A few weeks ago David Kappos, former director of the U.S. Patent and Trademark Office, wrote in an article that, in sum, so called “patent trolls” were not responsible for any major increase in patent litigation and that regardless “the building is not on fire” when it comes to the increase in patent litigation. Mr. Kappos certainly knows about patents and litigation, and is someone who rightly demands respect in this area, but in his attempt to defend the patent system he glosses over the shakedowns that regularly occur in the current system.
 
So, who are these troublemaking shakedown artists? Few of the definitions of “trolls” are particularly helpful and most of them disparage otherwise enterprising companies or business models. But there are bad guys, and they are the people who bring, or threaten to bring, abusive, frivolous litigation that is designed to leach onto innovation and drain its value.
 
Mr. Kappos’s arguments are troubling for a number of reasons, not least because he dismisses much evidence that does not fit his thesis. For a solid discussion of the academic studies regarding frivolous lawsuits and the 11 percent increase in “troll” lawsuits last year, see James Bessen here and here.
 
But a larger problem with Mr.
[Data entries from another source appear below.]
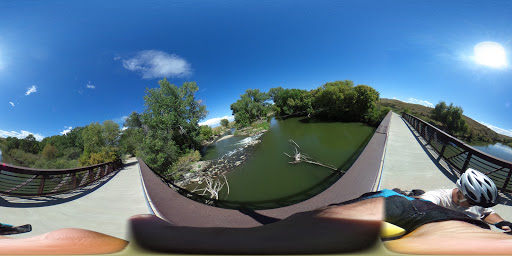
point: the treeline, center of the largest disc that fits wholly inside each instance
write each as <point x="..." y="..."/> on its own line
<point x="168" y="137"/>
<point x="334" y="101"/>
<point x="82" y="146"/>
<point x="450" y="119"/>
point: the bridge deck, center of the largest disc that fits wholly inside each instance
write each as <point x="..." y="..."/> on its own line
<point x="409" y="165"/>
<point x="103" y="208"/>
<point x="362" y="177"/>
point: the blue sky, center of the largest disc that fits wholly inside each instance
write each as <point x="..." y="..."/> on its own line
<point x="70" y="63"/>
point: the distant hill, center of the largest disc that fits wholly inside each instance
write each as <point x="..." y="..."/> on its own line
<point x="477" y="131"/>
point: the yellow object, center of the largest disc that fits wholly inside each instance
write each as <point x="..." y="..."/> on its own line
<point x="389" y="230"/>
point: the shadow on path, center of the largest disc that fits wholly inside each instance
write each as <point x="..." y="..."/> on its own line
<point x="445" y="168"/>
<point x="42" y="201"/>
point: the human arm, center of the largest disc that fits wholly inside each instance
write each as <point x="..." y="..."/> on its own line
<point x="66" y="241"/>
<point x="334" y="229"/>
<point x="499" y="222"/>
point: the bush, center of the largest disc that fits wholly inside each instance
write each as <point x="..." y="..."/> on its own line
<point x="106" y="154"/>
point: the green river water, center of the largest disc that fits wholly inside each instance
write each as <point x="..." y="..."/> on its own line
<point x="267" y="176"/>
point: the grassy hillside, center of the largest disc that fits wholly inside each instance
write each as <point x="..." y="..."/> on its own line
<point x="477" y="132"/>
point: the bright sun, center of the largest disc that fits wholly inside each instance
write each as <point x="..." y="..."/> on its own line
<point x="490" y="54"/>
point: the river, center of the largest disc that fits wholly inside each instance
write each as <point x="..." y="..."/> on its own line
<point x="267" y="176"/>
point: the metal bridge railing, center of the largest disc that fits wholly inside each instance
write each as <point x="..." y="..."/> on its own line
<point x="21" y="181"/>
<point x="461" y="156"/>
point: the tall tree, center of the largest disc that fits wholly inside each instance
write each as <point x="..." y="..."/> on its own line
<point x="250" y="107"/>
<point x="170" y="123"/>
<point x="451" y="117"/>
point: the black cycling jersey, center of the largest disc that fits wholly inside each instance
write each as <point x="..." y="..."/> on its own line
<point x="410" y="213"/>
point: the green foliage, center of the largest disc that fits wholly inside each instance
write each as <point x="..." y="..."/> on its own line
<point x="49" y="152"/>
<point x="133" y="121"/>
<point x="29" y="144"/>
<point x="206" y="132"/>
<point x="184" y="163"/>
<point x="224" y="122"/>
<point x="170" y="123"/>
<point x="105" y="154"/>
<point x="451" y="117"/>
<point x="341" y="101"/>
<point x="130" y="141"/>
<point x="250" y="107"/>
<point x="376" y="115"/>
<point x="25" y="158"/>
<point x="291" y="102"/>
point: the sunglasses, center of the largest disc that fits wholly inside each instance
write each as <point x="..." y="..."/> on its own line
<point x="464" y="199"/>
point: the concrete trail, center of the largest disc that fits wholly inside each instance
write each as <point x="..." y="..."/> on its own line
<point x="104" y="208"/>
<point x="408" y="165"/>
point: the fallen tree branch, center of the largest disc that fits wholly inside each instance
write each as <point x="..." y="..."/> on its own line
<point x="302" y="157"/>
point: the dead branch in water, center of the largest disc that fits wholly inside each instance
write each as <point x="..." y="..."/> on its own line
<point x="213" y="187"/>
<point x="302" y="157"/>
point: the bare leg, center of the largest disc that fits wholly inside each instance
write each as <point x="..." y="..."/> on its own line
<point x="452" y="237"/>
<point x="332" y="229"/>
<point x="62" y="241"/>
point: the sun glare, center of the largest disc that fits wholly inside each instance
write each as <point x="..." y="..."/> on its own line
<point x="490" y="54"/>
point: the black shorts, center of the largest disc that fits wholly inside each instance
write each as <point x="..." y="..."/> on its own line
<point x="410" y="213"/>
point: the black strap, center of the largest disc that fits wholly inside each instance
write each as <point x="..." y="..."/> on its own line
<point x="503" y="223"/>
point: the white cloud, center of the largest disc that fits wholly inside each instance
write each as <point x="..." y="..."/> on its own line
<point x="157" y="64"/>
<point x="497" y="129"/>
<point x="216" y="121"/>
<point x="421" y="102"/>
<point x="20" y="135"/>
<point x="31" y="90"/>
<point x="120" y="120"/>
<point x="66" y="130"/>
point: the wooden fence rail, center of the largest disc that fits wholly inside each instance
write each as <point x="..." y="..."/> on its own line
<point x="21" y="181"/>
<point x="461" y="156"/>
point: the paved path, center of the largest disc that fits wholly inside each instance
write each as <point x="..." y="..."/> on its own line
<point x="408" y="165"/>
<point x="104" y="209"/>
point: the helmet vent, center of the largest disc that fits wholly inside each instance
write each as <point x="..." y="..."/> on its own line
<point x="471" y="195"/>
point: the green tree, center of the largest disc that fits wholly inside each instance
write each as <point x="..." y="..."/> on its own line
<point x="170" y="123"/>
<point x="29" y="144"/>
<point x="291" y="101"/>
<point x="92" y="137"/>
<point x="49" y="152"/>
<point x="250" y="107"/>
<point x="334" y="100"/>
<point x="130" y="141"/>
<point x="451" y="117"/>
<point x="100" y="143"/>
<point x="110" y="133"/>
<point x="206" y="132"/>
<point x="133" y="121"/>
<point x="224" y="122"/>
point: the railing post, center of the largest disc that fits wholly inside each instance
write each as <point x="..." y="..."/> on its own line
<point x="507" y="180"/>
<point x="91" y="178"/>
<point x="41" y="185"/>
<point x="466" y="163"/>
<point x="430" y="137"/>
<point x="441" y="154"/>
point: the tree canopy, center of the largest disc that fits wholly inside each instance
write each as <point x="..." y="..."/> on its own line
<point x="170" y="122"/>
<point x="451" y="117"/>
<point x="250" y="107"/>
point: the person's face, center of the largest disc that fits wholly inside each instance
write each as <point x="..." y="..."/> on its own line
<point x="462" y="201"/>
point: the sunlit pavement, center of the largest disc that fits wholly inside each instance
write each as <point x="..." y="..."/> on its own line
<point x="104" y="210"/>
<point x="408" y="166"/>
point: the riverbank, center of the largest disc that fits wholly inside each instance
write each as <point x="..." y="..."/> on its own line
<point x="214" y="168"/>
<point x="217" y="167"/>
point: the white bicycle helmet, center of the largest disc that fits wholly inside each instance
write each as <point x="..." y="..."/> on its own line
<point x="478" y="188"/>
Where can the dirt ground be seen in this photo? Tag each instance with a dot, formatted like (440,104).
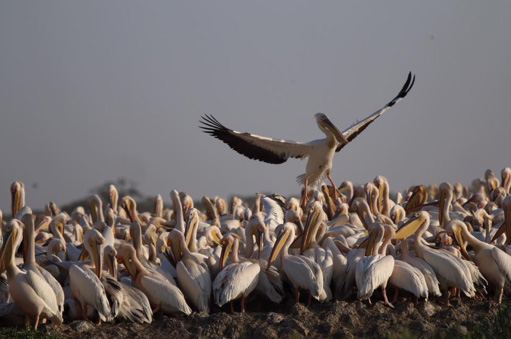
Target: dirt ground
(289,320)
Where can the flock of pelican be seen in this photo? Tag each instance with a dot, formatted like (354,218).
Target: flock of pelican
(107,261)
(103,263)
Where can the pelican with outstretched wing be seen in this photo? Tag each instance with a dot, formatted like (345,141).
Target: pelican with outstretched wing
(320,152)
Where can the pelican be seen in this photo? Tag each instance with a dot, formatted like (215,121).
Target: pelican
(192,272)
(236,280)
(374,269)
(494,264)
(87,286)
(303,272)
(18,206)
(450,271)
(31,265)
(133,304)
(320,152)
(160,292)
(29,290)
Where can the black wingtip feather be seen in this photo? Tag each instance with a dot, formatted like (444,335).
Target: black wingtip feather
(410,80)
(213,127)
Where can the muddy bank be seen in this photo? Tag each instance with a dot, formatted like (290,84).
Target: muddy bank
(334,319)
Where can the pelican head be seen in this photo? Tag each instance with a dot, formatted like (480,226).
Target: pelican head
(327,127)
(113,197)
(93,242)
(314,218)
(506,227)
(17,197)
(418,198)
(13,234)
(125,255)
(186,201)
(286,232)
(506,179)
(456,227)
(445,200)
(110,254)
(227,243)
(192,222)
(412,225)
(129,205)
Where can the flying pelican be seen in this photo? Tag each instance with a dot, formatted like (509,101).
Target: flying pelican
(320,152)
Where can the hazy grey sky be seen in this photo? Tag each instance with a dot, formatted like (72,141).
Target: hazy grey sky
(95,90)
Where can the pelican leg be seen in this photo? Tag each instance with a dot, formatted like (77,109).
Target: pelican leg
(385,298)
(396,294)
(84,312)
(447,298)
(498,296)
(36,321)
(304,200)
(336,191)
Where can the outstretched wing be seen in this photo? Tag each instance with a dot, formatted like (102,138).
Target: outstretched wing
(254,146)
(354,130)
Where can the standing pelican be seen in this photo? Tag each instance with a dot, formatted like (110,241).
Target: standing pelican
(192,272)
(31,292)
(494,264)
(303,272)
(320,152)
(236,280)
(450,271)
(87,286)
(160,292)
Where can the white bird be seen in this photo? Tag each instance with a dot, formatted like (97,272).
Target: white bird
(450,271)
(160,292)
(320,152)
(31,292)
(303,272)
(494,264)
(87,286)
(236,280)
(375,269)
(427,271)
(192,272)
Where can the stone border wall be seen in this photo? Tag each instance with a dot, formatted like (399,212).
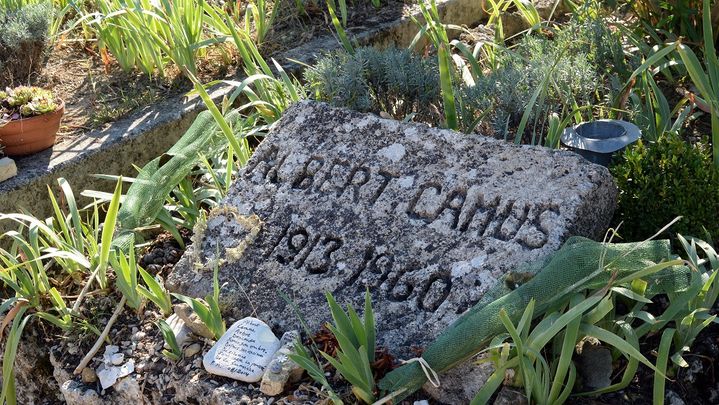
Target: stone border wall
(144,135)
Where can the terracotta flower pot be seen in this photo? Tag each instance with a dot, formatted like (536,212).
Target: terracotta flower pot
(31,135)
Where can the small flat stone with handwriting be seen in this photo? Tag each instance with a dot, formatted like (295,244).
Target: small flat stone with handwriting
(428,219)
(243,352)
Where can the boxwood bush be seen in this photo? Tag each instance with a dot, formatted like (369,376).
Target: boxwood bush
(23,41)
(660,181)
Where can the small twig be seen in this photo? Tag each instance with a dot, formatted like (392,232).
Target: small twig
(101,338)
(80,297)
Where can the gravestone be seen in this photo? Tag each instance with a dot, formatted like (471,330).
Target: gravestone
(427,219)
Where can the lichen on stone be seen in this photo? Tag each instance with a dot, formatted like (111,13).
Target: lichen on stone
(244,230)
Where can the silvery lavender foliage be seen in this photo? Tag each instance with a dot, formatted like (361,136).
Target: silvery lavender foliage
(394,81)
(23,39)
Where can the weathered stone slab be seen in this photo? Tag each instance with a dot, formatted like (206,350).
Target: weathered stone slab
(428,219)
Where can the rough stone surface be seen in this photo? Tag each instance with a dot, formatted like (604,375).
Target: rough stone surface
(428,219)
(243,352)
(192,321)
(282,370)
(459,385)
(594,364)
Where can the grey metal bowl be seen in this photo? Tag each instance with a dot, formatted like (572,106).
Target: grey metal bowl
(598,140)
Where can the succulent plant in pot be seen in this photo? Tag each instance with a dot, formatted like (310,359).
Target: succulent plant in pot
(29,119)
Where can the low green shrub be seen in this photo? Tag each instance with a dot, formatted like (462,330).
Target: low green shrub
(395,81)
(24,35)
(660,181)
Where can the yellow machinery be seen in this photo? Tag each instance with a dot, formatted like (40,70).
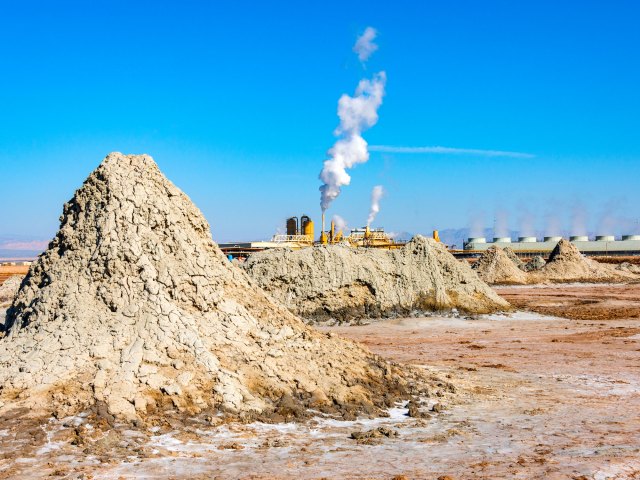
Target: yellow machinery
(301,234)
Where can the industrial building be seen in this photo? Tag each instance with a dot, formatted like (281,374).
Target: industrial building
(601,245)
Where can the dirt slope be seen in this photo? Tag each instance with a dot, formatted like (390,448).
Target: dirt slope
(342,282)
(133,309)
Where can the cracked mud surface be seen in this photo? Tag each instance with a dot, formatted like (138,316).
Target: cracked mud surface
(536,397)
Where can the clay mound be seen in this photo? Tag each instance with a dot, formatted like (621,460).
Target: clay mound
(496,268)
(347,283)
(629,267)
(9,288)
(567,264)
(508,251)
(134,310)
(536,263)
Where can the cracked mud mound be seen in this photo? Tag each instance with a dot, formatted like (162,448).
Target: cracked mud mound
(9,288)
(567,264)
(133,310)
(496,267)
(346,283)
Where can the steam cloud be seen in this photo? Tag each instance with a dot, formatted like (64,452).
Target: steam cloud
(579,219)
(356,114)
(340,223)
(376,195)
(527,222)
(364,46)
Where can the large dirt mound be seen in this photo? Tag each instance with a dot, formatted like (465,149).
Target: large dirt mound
(133,309)
(496,268)
(348,283)
(567,264)
(9,288)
Kappos’s argument is that he fails to consider the provision of economic damages in the legal system, which allows for “jackpot valuations” of intellectual property and so is the root of the problem. While there are certainly legitimate cases of infringement with critical contentions to be resolved, the fact is that the incentive now, in a world of cloudy and inconsistent valuation of intellectual property and little or no upfront risk, is to take a shot in the courts to see if a jackpot valuation can be won.
 
Further, the bad actors have been provided a fertile field for their malfeasance. The litigation they threaten to bring typically takes advantage of low-quality software or business method patents—sloppily awarded patents that are vague and obvious, covering commonsense steps that are performed every day in a number of businesses, or patents on software applications that have never fit well because of the nature of patents. Protecting machines or mechanical devices is the domain of patents, while copyright was designed to protect ideas and expressions such as software. Armed with these ill-fitting, ill-defined patents the bad actors threaten litigation against a broad swath of companies seeking settlements to avoid costly litigation. So trolling lawyers send what amounts to a questionable demand letter threatening litigation where they just might hit the jackpot. Or put another way, the mere threat of multimillion dollar litigation is a large part of the problem, because of the costs involved and the uncertain outcome.
 
The economic incentives make it attractive to threaten to sue, even for the most dubious of claims—a situation not much different than that which has driven many to demand broader tort reform. In the end, innovation is stunted and economic distortions grow. These lawsuits are shakedowns and should be repugnant to any serious person who cares about the long-term importance of the patent as a cornerstone of intellectual property, and to anyone simply tired of those who exploit weakness for their own gain.
 
The Senate Judiciary Committee should be moving ahead with bipartisan legislation to address some of these problems next month. Given that the House has already passed legislation, hopefully a solution will emerge from Congress this year.